Encoding protection for pgcrypto

2024-02-04 Thread shihao zhong
Hi hackers,

Currently, pgp_sym_decrypt_text and pgp_pub_decrypt_text doesn't
enforce database encoding validation even when returning text. This
patch adds validation and dedicated  tests to verify its
effectiveness.
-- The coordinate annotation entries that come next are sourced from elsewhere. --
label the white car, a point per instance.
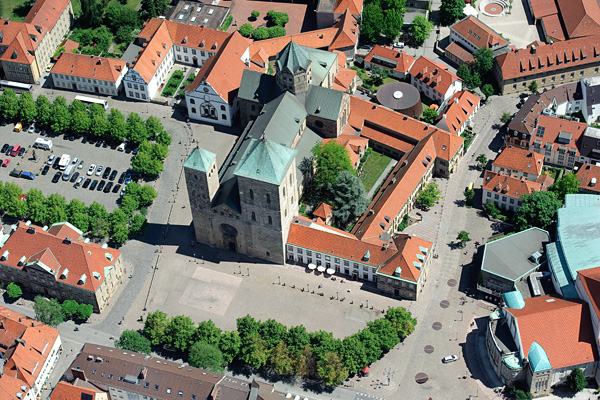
(451, 358)
(91, 169)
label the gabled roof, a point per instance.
(91, 67)
(563, 328)
(266, 161)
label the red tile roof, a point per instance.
(67, 391)
(459, 109)
(224, 70)
(402, 61)
(562, 327)
(25, 358)
(478, 33)
(509, 185)
(586, 173)
(555, 126)
(434, 75)
(520, 160)
(571, 54)
(91, 67)
(74, 260)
Additionally, some existing unit tests were moved to
the new tests as they failed in some encoding.

Thanks,
SHihao


fix_pycrypto.patch
Description: Binary data


Re: Encoding protection for pgcrypto

2024-02-12 Thread shihao zhong
On Fri, Feb 9, 2024 at 5:34 PM cary huang  wrote:
>
> The following review has been posted through the commitfest application:
> make installcheck-world:  tested, failed
> Implements feature:   not tested
> Spec compliant:   not tested
> Documentation:not tested
>
> Hello
>
> I had a look at your patch, which applies fine to PostgreSQL master. I 
> noticed that the new regression tests you have added to test utf-8 encoding 
> fails on my setup (make check) with the following diffs:
>
> ---
> @ -13,6 +13,7 @@
>  =ivrD
>  -END PGP MESSAGE-
>  '), '0123456789abcdefghij'), 'sha1');
> +ERROR:  invalid byte sequence for encoding "UTF8": 0x91
>  -- Database encoding protection.  Ciphertext source:
>  -- printf '\xe0\xe0\xbff' | gpg --batch --passphrase mykey --textmode 
> --armor --symmetric
>  select pgp_sym_decrypt(dearmor('
> @@ -23,5 +24,5 @@
>  =QKy4
>  -END PGP MESSAGE-
>  '), 'mykey', 'debug=1');
> +ERROR:  invalid byte sequence for encoding "UTF8": 0xe0 0xe0 0xbf
>  \quit
> -\endif
> ---
>
> I am not sure but it seems that you intentionally provide a text input that 
> would produce a non-utf-8 compliant decrypted output, which triggers the 
> error from within "pg_verifymbstr()" call that you have added in pgp-pgsql.c? 
> Are the errors expected in your new test case? If so, then the tests shall 
> pass instead because it has caught a invalid encoding in decrypted output.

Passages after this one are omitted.